Enveloppée dans un linceul par le cheikh de la tribu

dans une vie avalée par le rendez-vous avec une mort certaine

Dès ce premier recueil qu’elle inscrit comme par modestie dans le genre « textes » et non poésie, Karima s’affirme comme une poétesse et une femme libre et indépendante.  Tout en précisant en exergue que c’est là « mon livre qui contient quelques-uns de mes secrets » et, ajoute-t-elle, celui d’une « poétesse qui donne vie à une pulsation qui résonne avec l’alphabet des sentiments perdus dans le tumulte de l’existence. »

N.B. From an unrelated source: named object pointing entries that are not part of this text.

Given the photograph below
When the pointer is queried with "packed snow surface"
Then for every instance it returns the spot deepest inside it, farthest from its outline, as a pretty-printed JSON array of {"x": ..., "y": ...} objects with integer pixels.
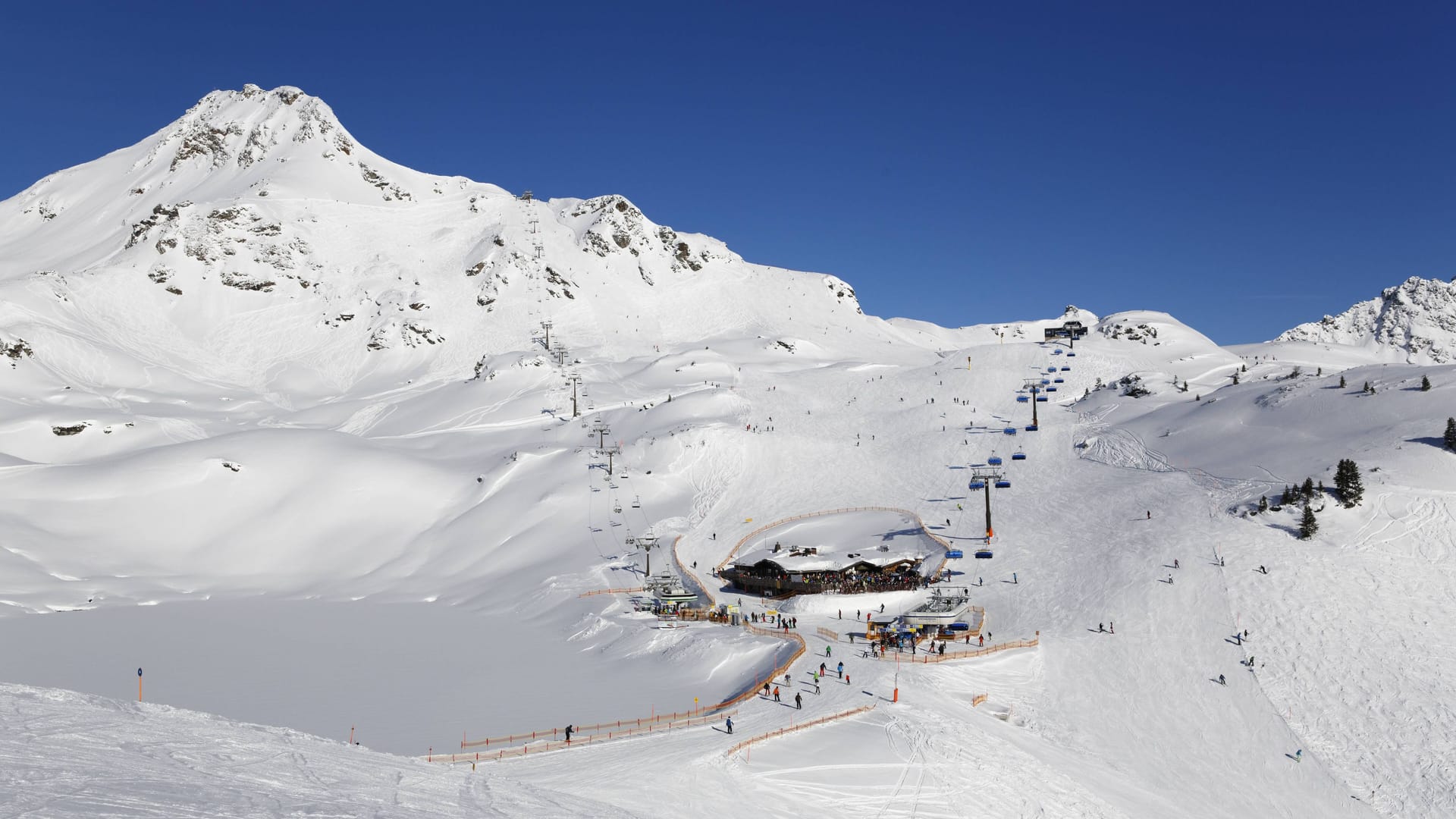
[{"x": 280, "y": 425}]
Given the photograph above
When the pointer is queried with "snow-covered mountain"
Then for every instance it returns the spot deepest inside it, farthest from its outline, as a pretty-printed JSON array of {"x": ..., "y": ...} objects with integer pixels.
[
  {"x": 258, "y": 216},
  {"x": 278, "y": 425},
  {"x": 1414, "y": 321}
]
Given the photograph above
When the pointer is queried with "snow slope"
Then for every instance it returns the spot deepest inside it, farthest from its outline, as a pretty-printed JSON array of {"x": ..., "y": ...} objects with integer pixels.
[{"x": 389, "y": 521}]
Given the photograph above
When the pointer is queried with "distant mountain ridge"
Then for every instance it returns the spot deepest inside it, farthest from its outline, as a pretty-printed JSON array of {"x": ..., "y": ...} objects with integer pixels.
[{"x": 1416, "y": 318}]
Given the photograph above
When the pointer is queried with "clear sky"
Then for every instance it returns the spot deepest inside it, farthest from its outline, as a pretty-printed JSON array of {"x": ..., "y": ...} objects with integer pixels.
[{"x": 1245, "y": 167}]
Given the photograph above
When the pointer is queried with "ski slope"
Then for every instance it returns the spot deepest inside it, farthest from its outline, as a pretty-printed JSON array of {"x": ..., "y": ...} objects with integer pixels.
[{"x": 398, "y": 523}]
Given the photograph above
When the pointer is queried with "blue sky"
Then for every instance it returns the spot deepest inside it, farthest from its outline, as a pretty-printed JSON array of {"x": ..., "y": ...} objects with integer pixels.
[{"x": 1244, "y": 167}]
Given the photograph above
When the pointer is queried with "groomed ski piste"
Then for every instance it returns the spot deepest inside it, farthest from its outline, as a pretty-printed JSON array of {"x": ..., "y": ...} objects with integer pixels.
[{"x": 419, "y": 560}]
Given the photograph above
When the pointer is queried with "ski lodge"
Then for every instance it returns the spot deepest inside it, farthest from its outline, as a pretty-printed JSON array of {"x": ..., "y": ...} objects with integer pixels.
[
  {"x": 783, "y": 570},
  {"x": 1072, "y": 330}
]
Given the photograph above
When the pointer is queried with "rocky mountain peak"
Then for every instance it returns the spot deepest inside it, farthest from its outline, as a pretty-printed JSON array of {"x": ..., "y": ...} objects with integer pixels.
[{"x": 1416, "y": 318}]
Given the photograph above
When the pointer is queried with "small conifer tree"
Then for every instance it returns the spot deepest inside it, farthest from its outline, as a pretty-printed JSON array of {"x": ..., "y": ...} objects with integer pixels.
[
  {"x": 1348, "y": 484},
  {"x": 1308, "y": 525}
]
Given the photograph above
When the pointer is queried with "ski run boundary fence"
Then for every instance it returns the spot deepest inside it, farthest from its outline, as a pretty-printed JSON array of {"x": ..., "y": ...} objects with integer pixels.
[
  {"x": 601, "y": 732},
  {"x": 934, "y": 657},
  {"x": 610, "y": 592},
  {"x": 799, "y": 727},
  {"x": 542, "y": 746}
]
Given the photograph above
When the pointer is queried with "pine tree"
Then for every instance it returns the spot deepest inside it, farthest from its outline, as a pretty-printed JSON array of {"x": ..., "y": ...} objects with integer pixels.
[
  {"x": 1348, "y": 484},
  {"x": 1308, "y": 525}
]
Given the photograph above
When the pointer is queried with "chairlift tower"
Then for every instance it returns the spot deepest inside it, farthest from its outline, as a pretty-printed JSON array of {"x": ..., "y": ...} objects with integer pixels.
[
  {"x": 647, "y": 544},
  {"x": 610, "y": 452},
  {"x": 601, "y": 430},
  {"x": 1034, "y": 385},
  {"x": 574, "y": 379},
  {"x": 986, "y": 479}
]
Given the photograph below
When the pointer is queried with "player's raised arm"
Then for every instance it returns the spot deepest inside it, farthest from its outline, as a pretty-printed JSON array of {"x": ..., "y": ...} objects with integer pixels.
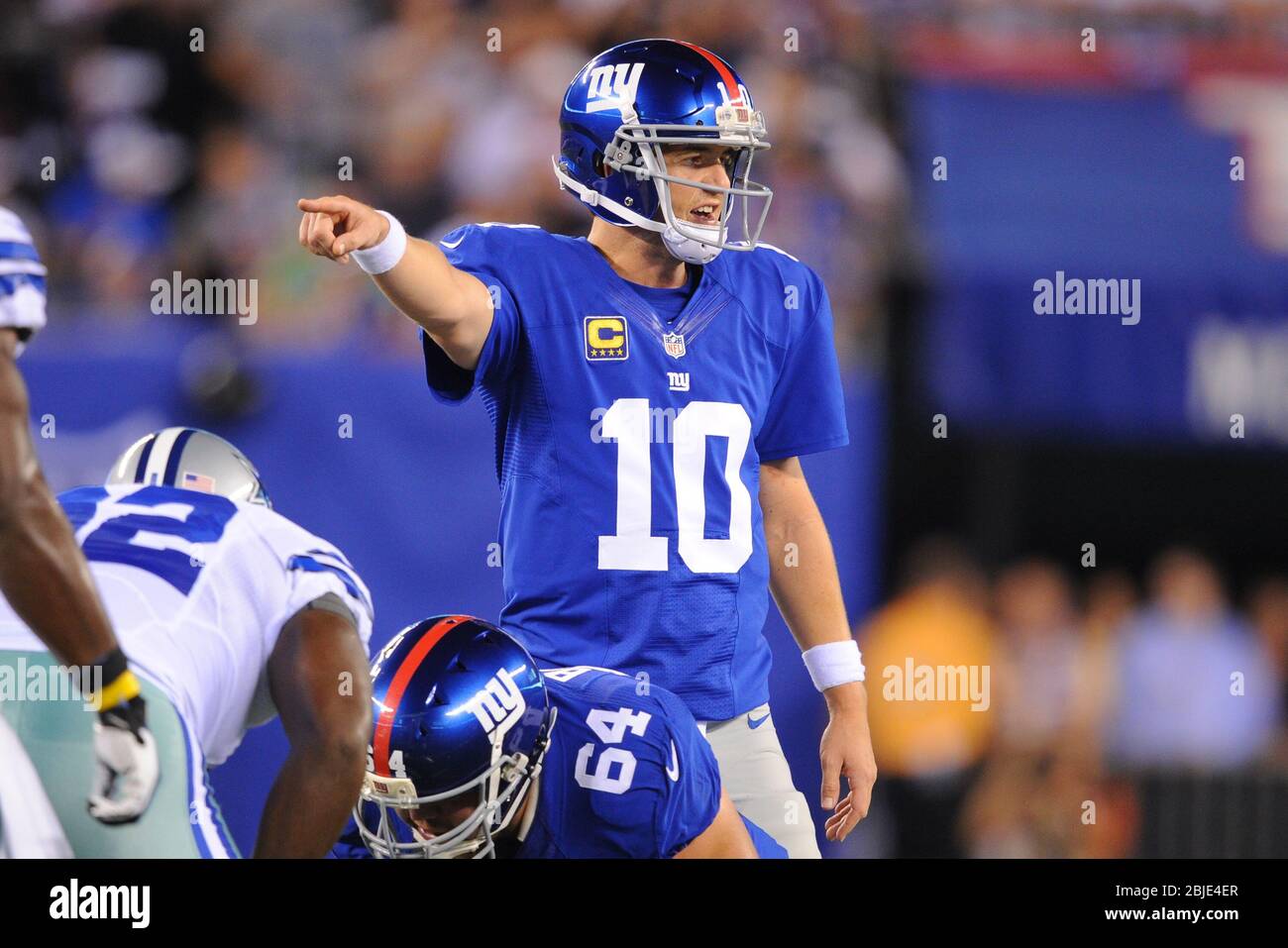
[
  {"x": 452, "y": 307},
  {"x": 322, "y": 690}
]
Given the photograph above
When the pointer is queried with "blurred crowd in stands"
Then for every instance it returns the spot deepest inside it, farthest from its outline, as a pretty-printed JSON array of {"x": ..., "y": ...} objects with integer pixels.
[
  {"x": 136, "y": 147},
  {"x": 167, "y": 158},
  {"x": 1094, "y": 689}
]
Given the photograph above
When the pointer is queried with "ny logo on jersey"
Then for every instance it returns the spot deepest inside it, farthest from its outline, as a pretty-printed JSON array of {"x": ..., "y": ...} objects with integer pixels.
[
  {"x": 613, "y": 86},
  {"x": 498, "y": 704}
]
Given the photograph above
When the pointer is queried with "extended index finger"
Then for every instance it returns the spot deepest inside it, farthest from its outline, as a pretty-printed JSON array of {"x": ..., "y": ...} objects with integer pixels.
[{"x": 323, "y": 205}]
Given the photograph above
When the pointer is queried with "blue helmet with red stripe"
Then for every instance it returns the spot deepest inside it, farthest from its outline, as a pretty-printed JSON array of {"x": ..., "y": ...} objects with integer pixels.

Je ne suis pas une houri née des légendes

Une histoire contée par une chanteuse dans les palais des rois

Algérienne je suis

Née des profondeurs d’une terre

Dont les fils ont des dos que ne brisent nul sort

[…]

Algérienne je suis

Dans mes entrailles je garde un secret conservé par les livres du Ciel

Je suis dans l’alphabet de ma patrie le chant des aïeux

Je psalmodie son nom dans ma poitrine en sourate et versets

En quelques vers, tout est dit. Karima annonce la couleur dans les onze poèmes, courts et percutants comme des Haïkus.

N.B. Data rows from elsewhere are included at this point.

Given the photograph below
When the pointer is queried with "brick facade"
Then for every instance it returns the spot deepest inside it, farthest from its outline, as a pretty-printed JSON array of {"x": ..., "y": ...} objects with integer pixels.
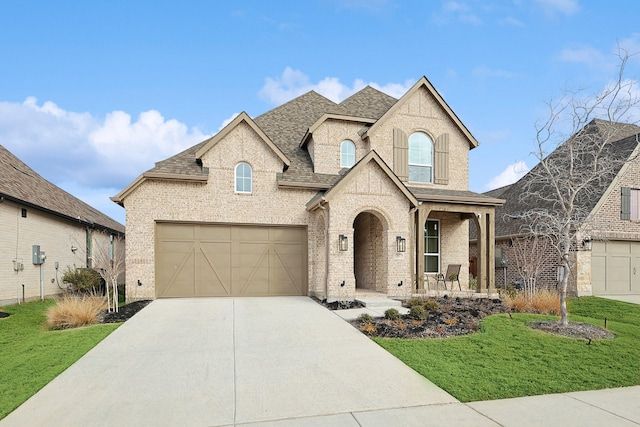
[{"x": 368, "y": 205}]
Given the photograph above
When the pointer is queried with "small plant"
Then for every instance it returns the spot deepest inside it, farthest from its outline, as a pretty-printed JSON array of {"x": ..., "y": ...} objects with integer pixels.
[
  {"x": 473, "y": 283},
  {"x": 451, "y": 321},
  {"x": 365, "y": 318},
  {"x": 369, "y": 328},
  {"x": 399, "y": 324},
  {"x": 431, "y": 305},
  {"x": 417, "y": 312},
  {"x": 73, "y": 311},
  {"x": 415, "y": 302},
  {"x": 392, "y": 314}
]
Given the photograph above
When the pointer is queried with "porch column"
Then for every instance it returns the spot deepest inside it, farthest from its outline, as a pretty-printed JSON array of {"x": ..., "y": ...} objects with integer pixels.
[
  {"x": 491, "y": 248},
  {"x": 422, "y": 217}
]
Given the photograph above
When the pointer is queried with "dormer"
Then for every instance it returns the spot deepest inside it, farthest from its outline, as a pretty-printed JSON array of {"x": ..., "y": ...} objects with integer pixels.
[{"x": 334, "y": 142}]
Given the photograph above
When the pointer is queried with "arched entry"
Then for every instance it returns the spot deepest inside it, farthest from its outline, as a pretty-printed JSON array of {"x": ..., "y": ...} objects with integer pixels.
[{"x": 369, "y": 257}]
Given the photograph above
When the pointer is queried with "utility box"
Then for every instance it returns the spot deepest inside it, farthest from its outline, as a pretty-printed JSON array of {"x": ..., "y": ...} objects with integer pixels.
[
  {"x": 38, "y": 255},
  {"x": 501, "y": 261}
]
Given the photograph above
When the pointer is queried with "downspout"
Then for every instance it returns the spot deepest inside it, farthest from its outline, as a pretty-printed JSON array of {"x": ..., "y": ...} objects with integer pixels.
[
  {"x": 413, "y": 233},
  {"x": 326, "y": 248}
]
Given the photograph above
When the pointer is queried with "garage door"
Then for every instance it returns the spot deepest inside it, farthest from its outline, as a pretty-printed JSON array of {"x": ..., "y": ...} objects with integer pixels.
[
  {"x": 230, "y": 260},
  {"x": 615, "y": 268}
]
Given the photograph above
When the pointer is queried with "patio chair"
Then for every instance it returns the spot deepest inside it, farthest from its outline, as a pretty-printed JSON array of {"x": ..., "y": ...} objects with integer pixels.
[{"x": 453, "y": 273}]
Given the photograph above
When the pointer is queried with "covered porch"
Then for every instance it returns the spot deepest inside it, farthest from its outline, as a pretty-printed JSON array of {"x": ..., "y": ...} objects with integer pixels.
[{"x": 441, "y": 236}]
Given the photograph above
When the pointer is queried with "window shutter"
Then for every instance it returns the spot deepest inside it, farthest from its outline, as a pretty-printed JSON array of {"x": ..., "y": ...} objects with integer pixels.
[
  {"x": 400, "y": 154},
  {"x": 625, "y": 203},
  {"x": 441, "y": 167}
]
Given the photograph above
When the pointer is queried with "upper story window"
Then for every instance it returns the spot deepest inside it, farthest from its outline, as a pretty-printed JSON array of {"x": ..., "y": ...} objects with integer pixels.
[
  {"x": 420, "y": 158},
  {"x": 347, "y": 154},
  {"x": 244, "y": 178}
]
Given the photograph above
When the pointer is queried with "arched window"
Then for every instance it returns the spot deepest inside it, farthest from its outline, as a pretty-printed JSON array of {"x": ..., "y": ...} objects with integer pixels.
[
  {"x": 347, "y": 154},
  {"x": 244, "y": 178},
  {"x": 420, "y": 158}
]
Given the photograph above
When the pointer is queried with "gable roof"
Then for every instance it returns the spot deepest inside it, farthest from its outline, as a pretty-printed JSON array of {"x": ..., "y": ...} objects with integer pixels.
[
  {"x": 622, "y": 146},
  {"x": 425, "y": 83},
  {"x": 241, "y": 118},
  {"x": 21, "y": 184},
  {"x": 371, "y": 157}
]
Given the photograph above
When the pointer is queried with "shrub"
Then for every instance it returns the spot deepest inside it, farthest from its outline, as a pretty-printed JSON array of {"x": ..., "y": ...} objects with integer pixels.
[
  {"x": 392, "y": 314},
  {"x": 417, "y": 312},
  {"x": 415, "y": 302},
  {"x": 369, "y": 328},
  {"x": 73, "y": 311},
  {"x": 542, "y": 302},
  {"x": 546, "y": 302},
  {"x": 83, "y": 280},
  {"x": 431, "y": 305},
  {"x": 365, "y": 318}
]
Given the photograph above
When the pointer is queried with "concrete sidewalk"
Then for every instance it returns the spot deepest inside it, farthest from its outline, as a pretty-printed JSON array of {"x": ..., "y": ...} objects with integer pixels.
[{"x": 275, "y": 362}]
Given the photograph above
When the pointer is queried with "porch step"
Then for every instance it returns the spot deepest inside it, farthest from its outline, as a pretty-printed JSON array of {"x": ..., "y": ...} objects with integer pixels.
[{"x": 378, "y": 302}]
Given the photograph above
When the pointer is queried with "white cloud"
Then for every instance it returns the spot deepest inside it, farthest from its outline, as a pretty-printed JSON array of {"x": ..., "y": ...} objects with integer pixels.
[
  {"x": 293, "y": 83},
  {"x": 508, "y": 176},
  {"x": 96, "y": 154},
  {"x": 554, "y": 7}
]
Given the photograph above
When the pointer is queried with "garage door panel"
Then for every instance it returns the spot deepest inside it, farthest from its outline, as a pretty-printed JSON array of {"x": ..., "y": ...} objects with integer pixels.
[
  {"x": 614, "y": 267},
  {"x": 227, "y": 259}
]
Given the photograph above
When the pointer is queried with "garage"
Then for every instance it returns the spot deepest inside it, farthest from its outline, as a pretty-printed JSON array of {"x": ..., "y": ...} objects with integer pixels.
[
  {"x": 207, "y": 260},
  {"x": 615, "y": 268}
]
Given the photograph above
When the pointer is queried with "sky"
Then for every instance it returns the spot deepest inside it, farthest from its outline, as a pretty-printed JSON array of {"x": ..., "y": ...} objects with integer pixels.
[{"x": 93, "y": 93}]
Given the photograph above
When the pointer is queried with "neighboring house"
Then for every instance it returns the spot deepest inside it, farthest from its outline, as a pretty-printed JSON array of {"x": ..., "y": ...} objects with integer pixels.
[
  {"x": 35, "y": 214},
  {"x": 312, "y": 198},
  {"x": 606, "y": 255}
]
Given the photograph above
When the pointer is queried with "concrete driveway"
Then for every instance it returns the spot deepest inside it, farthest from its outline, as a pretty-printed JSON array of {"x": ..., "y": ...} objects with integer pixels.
[{"x": 231, "y": 361}]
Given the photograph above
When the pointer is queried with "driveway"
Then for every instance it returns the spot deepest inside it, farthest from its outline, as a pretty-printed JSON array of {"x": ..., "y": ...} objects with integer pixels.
[{"x": 230, "y": 361}]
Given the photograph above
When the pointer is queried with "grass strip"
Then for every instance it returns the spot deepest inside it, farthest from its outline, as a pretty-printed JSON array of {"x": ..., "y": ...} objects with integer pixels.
[
  {"x": 508, "y": 359},
  {"x": 32, "y": 355}
]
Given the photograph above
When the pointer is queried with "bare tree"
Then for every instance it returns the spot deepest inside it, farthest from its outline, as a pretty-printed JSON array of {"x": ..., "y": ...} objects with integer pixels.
[
  {"x": 579, "y": 150},
  {"x": 109, "y": 261},
  {"x": 531, "y": 254}
]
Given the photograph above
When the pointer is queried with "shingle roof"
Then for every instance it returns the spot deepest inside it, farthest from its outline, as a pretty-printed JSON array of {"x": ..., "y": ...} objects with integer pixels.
[
  {"x": 22, "y": 184},
  {"x": 623, "y": 143}
]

Dans son deuxième recueil Eclairs d’une amoureuse, publié en 2023 chez Dar Al Misk au Caire, elle s’affirme, dans des poèmes plus longs, comme poétesse de l’amour et le revendique haut et fort, ce qui est rare dans une société traditionaliste où ce sont les poètes qui chantent la beauté des femmes et célèbrent leur muse.

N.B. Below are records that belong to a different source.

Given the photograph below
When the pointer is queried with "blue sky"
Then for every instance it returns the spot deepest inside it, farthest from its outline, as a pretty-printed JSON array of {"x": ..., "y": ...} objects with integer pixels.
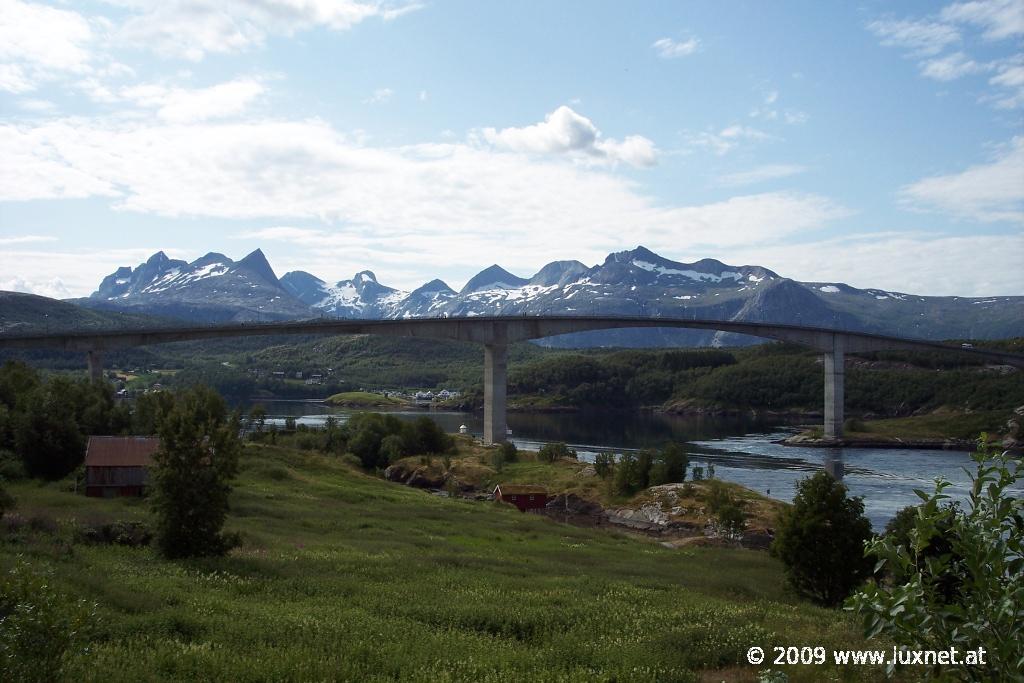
[{"x": 879, "y": 144}]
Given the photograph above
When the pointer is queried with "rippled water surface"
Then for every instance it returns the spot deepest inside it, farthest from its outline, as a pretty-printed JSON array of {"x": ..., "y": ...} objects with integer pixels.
[{"x": 741, "y": 450}]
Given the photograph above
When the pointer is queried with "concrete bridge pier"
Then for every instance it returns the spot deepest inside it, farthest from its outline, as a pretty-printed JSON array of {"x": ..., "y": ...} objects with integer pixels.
[
  {"x": 834, "y": 363},
  {"x": 95, "y": 359},
  {"x": 495, "y": 388}
]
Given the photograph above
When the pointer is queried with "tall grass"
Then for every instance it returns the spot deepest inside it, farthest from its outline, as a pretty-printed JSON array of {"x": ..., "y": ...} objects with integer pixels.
[{"x": 343, "y": 577}]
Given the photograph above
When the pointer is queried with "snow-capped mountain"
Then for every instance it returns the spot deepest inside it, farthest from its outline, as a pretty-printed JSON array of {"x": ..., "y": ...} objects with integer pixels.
[
  {"x": 211, "y": 288},
  {"x": 630, "y": 283},
  {"x": 361, "y": 296}
]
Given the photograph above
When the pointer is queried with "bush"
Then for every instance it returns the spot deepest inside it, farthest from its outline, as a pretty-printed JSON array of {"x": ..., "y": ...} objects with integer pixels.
[
  {"x": 6, "y": 502},
  {"x": 984, "y": 562},
  {"x": 820, "y": 540},
  {"x": 731, "y": 518},
  {"x": 509, "y": 452},
  {"x": 132, "y": 534},
  {"x": 629, "y": 477},
  {"x": 549, "y": 453},
  {"x": 194, "y": 467},
  {"x": 853, "y": 425},
  {"x": 39, "y": 627}
]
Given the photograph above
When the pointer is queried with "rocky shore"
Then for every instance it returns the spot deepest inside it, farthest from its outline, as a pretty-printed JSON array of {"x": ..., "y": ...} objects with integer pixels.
[{"x": 663, "y": 514}]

Karima casse les tabous et brise les totems. Elle ne se contente pas d’écrire mais elle déclame sa poésie et la décline en musique à chaque fois que l’occasion se présente, notamment avec la troupe de l’association El Fakhardjia de musique andalouse dont elle est membre comme lors de cette soirée du mercredi 27 mars 2024 où Karima, accompagné en sourdine par un luth et un violoncelle, a gratifié le public présent à la salle Ibn Khaldoun à Alger de la lecture de son poème consacré à Gaza intitulé Patience ô gens de Gaza extrai de l’ouvrage collectif Leve Palestinia

J’ai honte de nous

Nous ne venons pas

Nous sommes des spectateurs

J’ai honte de dire quoi que ce soit.

Je dis : Nous vivons et vous mourez.

Nous sourions et vous pleurez

Patience ô gens de Gaza

[…]

Patience ô gens de Gaza

Vous êtes la fierté la force

Et la résistance durable…

Rencontre 

Lazhari Labter : J’aime bien commencer mes entretiens avec les poètes pour cette rubrique de « Souffle Inédit » avec la convocation d’un souvenir. Qu’évoque pour toi cette photo ?

Karima Aichoun avec Lazhari Labter

Karima Aichoune : Cette photo me rappelle la rencontre avec l’écrivain Lazhari Labter à la librairie du Tiers Monde à Alger lors de la signature de son roman Hiziya princesse d’amour des Ziban. Cette histoire est l’un des symboles les plus forts tiré de notre patrimoine culturel et historique de la femme algérienne courageuse et déterminée et je suis fier d’appartenir à ce pays que nous avons en partage.

L’amour des livres m’emmène dans de nombreuses librairies de mon pays. Je les aime depuis que je suis enfant, et je me retrouve à voyager dans les librairies et à vivre les rêves que j’ai vécus à travers les histoires que j’ai lues à toutes les étapes de ma vie, du collège à l’université en passant par le lycée et à ce jour. Et aussi des livres de notre bibliothèque à la maison, de La Belle au bois dormant à Cendrillon en passant par Aladin et la lampe magique et l’histoire de Cendrillon et de sa chaussure en vair que j’ai vécue, et que chaque fille de cet âge rêve de vivre dans l’attente prince charmant. C’est de là que ma passion pour la lecture, les histoires et les rêves a commencé, puis est venue l’étude de la poésie préislamique, de la poésie et de la beauté des poèmes au lycée a eu le plus grand impact sur l’écriture de pensées et d’autres histoires d’amour comme Medjnoun Leila, Antara et Abla, etc. Le fait de remporter un prix lors d’un concours interclasses avec un poème intitulé L’Iliade algérienne a eu aussi un grand impact concernant mon attachement aux mots, aux livres et sur ma passion sans limite pour la langue arabe.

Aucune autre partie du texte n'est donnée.